Evidemment. J’avais constaté une grande différence entre mon frère et moi. Lui avait la peau glacée, il se déplaçait rapidement, se nourrissait de sang, tandis que moi, je n’étais qu’une humaine. Rien de plus, rien de moins.

- Toutes ces différences entre nous… Comment… Pourquoi ? Si je suis une hybride, pourquoi je ne te ressemble pas davantage ?

Ethan sourit, visiblement amusé de ma question.

- Je ne trouve pas ça drôle ! répondis-je, vexée.

- Tu as quitté le monde magique très jeune, Abby. Ton corps s’est modifié rapidement, pour s’adapter dans l’autre univers. Maintenant que tu es ici, tu vas redevenir une véritable hybride. Tiens, regarde.

Il déboutonna quelques boutons de sa chemise et ôta de son cou un médaillon que je n’avais pas remarqué jusqu’ici. Il l’ouvrit et me montra son contenu. C’était une photo de maman et moi.

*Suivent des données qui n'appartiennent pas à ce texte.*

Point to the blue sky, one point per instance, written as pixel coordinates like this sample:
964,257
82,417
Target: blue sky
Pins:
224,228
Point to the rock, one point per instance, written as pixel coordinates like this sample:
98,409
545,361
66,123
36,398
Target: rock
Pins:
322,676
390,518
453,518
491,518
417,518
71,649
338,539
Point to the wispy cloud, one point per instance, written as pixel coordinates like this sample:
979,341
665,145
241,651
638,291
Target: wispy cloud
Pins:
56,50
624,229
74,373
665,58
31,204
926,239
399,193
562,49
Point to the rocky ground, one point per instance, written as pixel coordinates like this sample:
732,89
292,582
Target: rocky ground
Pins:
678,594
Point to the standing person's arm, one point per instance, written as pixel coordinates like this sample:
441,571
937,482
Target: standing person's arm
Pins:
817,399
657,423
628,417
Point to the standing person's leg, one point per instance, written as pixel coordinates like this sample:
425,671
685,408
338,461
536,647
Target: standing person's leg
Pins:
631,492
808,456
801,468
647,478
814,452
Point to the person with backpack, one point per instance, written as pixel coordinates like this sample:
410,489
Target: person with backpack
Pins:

Je ne devais pas avoir plus de quelques jours, et je remarquai aisément mes traits d’hybride. Ma peau était plus blanche et plus lumineuse que maintenant. J’avais de petites oreilles pointues et mes yeux, bleus aujourd’hui, étaient à l’époque de la même couleur dorée que ceux de mon frère… Si je n’appréciai pas celle que j’étais en tant qu’humaine, je dû cependant admettre que j’avais été un bien joli bébé. Je fus émue qu’Ethan partage cette photo avec moi. Il le remarqua et passa le médaillon autour de mon cou. D’un geste de main sur sa joue froide, je le remerciai pour ce cadeau.

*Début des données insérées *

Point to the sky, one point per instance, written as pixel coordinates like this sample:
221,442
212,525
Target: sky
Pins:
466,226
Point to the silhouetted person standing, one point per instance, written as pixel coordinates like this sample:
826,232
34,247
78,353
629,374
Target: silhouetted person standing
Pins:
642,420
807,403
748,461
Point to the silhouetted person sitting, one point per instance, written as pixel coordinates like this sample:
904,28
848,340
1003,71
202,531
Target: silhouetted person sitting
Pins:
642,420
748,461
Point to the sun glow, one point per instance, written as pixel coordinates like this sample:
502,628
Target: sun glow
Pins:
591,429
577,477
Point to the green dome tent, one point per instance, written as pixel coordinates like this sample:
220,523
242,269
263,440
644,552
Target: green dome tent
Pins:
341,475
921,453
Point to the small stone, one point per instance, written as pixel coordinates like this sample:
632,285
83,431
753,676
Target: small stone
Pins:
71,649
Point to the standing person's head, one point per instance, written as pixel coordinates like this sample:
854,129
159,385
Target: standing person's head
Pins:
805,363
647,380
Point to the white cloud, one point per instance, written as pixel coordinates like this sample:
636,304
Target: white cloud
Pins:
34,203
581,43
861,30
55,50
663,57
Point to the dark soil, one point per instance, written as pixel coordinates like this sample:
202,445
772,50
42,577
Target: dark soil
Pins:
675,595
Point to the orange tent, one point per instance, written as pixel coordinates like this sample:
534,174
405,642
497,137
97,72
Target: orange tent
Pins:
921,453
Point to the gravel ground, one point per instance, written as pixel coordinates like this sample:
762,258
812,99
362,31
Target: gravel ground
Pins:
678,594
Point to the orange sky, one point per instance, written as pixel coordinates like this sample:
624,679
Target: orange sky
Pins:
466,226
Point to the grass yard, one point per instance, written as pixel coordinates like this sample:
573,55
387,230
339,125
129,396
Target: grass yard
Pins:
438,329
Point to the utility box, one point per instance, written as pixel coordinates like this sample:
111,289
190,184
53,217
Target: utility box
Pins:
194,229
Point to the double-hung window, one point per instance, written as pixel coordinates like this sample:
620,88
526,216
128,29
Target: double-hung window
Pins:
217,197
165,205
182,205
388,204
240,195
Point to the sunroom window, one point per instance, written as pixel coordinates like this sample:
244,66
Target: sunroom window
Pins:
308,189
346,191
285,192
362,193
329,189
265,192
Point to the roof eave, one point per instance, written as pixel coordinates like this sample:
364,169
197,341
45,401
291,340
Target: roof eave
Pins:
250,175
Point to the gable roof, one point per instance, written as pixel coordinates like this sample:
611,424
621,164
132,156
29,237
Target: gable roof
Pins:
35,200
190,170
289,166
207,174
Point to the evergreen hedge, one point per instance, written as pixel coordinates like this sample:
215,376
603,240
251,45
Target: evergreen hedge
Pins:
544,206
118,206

- Cette fois, ça suffit. Tu as eu assez d’émotion pour aujourd’hui. Si tu as encore des questions, garde-les pour plus tard. Dors, je veille sur toi.

Le ton de sa voix ne laissait place à aucune négociation. Je m’emparai alors de la main de mon frère pour la serrer contre moi, et il ne me fallut qu’une seconde pour sombrer dans un lourd sommeil.